Here is a skeleton of the code for producing OSTA distributions for your bike-sharing service for January
> wdir <- "/EDA/projects/Bakhteiary/P2"
> setwd(wdir)
>
> halfHours <- function(DT){ t <- unlist(strsplit(strsplit(DT," ")[[1]][2],":"))
+ return(1+2*as.integer(t[1])+(as.integer(t[2])>29)) }
> T <- read.csv("201901-fordgobike-tripdata.csv",header=TRUE,sep=",")
> # dim(T)
> # names(T)
> # T[1:3,]
> # table(T$user_type)
> # for(i in 1:10) cat(i,T$start_time[i],halfHours(T$start_time[i]),"\n")
> S <- as.vector(sapply(T$start_time,halfHours))

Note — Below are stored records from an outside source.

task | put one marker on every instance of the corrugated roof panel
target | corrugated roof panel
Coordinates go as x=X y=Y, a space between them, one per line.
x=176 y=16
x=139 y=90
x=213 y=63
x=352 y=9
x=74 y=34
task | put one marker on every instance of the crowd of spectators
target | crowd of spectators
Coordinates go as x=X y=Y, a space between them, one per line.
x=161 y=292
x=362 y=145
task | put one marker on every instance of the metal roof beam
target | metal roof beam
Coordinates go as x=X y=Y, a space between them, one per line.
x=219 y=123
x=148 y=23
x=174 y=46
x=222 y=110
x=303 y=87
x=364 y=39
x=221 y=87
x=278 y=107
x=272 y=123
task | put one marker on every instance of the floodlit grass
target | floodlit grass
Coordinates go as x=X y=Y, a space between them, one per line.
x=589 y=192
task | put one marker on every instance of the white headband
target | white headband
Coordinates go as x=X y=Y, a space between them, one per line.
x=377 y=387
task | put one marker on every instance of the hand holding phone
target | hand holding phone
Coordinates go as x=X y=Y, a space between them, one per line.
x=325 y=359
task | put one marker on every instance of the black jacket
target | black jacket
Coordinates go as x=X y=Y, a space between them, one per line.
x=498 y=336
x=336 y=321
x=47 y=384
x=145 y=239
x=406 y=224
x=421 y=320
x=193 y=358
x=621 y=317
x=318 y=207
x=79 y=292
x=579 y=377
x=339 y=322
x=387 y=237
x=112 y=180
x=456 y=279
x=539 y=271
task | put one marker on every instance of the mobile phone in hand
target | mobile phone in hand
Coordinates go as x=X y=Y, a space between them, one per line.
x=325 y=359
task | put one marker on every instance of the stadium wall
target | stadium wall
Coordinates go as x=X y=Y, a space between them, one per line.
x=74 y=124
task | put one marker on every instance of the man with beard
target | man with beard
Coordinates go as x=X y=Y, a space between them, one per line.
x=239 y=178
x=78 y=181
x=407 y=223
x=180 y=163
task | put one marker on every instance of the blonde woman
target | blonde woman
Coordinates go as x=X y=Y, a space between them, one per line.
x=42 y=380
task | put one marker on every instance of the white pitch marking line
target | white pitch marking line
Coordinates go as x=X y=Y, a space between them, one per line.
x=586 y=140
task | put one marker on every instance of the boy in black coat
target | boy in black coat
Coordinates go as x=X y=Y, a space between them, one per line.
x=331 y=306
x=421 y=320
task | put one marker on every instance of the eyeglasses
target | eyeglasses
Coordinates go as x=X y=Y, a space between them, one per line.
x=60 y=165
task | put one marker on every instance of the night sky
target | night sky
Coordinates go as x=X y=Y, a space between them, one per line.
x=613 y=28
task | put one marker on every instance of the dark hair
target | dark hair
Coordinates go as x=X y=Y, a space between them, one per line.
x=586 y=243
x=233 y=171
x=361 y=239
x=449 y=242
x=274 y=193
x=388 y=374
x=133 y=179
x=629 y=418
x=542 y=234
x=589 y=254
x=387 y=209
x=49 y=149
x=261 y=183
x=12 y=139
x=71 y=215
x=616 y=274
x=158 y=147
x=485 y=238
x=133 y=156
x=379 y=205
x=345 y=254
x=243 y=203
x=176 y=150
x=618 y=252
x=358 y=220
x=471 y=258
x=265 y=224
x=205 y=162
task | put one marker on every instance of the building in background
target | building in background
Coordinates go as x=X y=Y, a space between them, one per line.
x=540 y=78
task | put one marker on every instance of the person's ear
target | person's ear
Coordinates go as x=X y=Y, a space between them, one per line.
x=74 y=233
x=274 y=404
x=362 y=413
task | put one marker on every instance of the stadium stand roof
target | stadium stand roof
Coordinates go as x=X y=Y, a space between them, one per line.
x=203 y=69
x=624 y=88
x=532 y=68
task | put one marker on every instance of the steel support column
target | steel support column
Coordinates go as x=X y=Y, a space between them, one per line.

> U <- T$user_type=="Customer"
> D <- as.integer(T$start_station_id)
> D[is.na(D)] <- 400
> F <- matrix(0,nrow=400,ncol=96)
> for(i in 1:nrow(T)) {st <- D[i]; hu <- 48*U[i]+S[i]; F[st,hu] <- F[st,hu]+1}
> R <- rowSums(F)
> which(R==max(R))
[1] 58
> col <- c(rep("red",48),rep("blue",48))
> plot(1:96,F[58,],type="h",lwd=4,col=col,main="Station 58 subscribers/customers departures")
> plot(1:48,F[58,49:96],type="h",lwd=4,col=rep("blue",48),main="Station 58 customers departures")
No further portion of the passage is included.